Plan B is to get into the house through the window. The American window construction system is definitely inferior to the German one, which proves to be helpful in this case: I rattle all the windows, see an unlocked one, kick in the mosquito net with my foot and get into my own living room like a criminal. This is the first night I have trouble sleeping.
Then we get an alarm system: the front door key is now a thing of the past, you open and close the door in the app. Except that recently I couldn’t log into the app, especially when my husband was on a plane! I try to lock the house manually and accidentally set off the alarm and can’t turn it off.
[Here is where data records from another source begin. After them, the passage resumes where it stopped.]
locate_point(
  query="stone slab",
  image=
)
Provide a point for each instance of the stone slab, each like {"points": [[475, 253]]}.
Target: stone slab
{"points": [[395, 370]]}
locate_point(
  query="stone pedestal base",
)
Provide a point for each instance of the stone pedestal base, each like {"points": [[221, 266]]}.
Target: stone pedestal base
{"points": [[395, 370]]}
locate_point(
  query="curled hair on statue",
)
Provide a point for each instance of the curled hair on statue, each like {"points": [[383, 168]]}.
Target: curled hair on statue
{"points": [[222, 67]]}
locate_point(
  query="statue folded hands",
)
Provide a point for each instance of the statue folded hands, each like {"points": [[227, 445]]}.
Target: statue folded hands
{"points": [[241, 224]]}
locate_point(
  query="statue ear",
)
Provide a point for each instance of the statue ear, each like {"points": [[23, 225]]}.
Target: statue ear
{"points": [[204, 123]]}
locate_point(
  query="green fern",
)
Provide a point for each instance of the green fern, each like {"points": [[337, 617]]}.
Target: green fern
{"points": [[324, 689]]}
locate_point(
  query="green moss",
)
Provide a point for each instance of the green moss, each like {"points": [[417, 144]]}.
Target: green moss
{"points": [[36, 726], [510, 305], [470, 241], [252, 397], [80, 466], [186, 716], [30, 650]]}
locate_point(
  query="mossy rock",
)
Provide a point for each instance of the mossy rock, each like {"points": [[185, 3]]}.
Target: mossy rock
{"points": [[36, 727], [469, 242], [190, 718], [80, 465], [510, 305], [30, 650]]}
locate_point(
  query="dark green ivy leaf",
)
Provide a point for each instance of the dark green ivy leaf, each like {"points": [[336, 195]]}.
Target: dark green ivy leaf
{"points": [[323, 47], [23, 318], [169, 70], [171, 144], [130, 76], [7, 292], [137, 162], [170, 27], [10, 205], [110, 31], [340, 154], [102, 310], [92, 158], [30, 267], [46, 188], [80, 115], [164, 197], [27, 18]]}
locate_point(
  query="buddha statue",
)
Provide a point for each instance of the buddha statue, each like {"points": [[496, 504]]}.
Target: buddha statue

An unbearably loud warning noise rings through our home, but without waking my daughter.
The alarm company immediately calls – an unpleasantly relaxed woman tells me that I should unplug all alarm devices. Silence. It will beep again in a few minutes, warns the relaxed woman, and I should remove the batteries from the main noisemaker. For that I would need a screwdriver – for which I have to go to the garage: opening the door will trigger a new signal!
“Let’s try it manually,” the alarm woman, who strangely isn’t on the verge of a nervous breakdown, conjures up as an idea. As she explains to me how to unlock the alarm, I realize that I not only suffer from Anxiety but also from Stupidity: I had been pressing the wrong button the whole time! My husband probably explained the alarm system to me while I was watching an art heist documentary. As I hang up, the doorbell rings: Police! They wanted to check whether everything was OK, which is what they always did when the alarm was activated. Suddenly I am freed from all fear.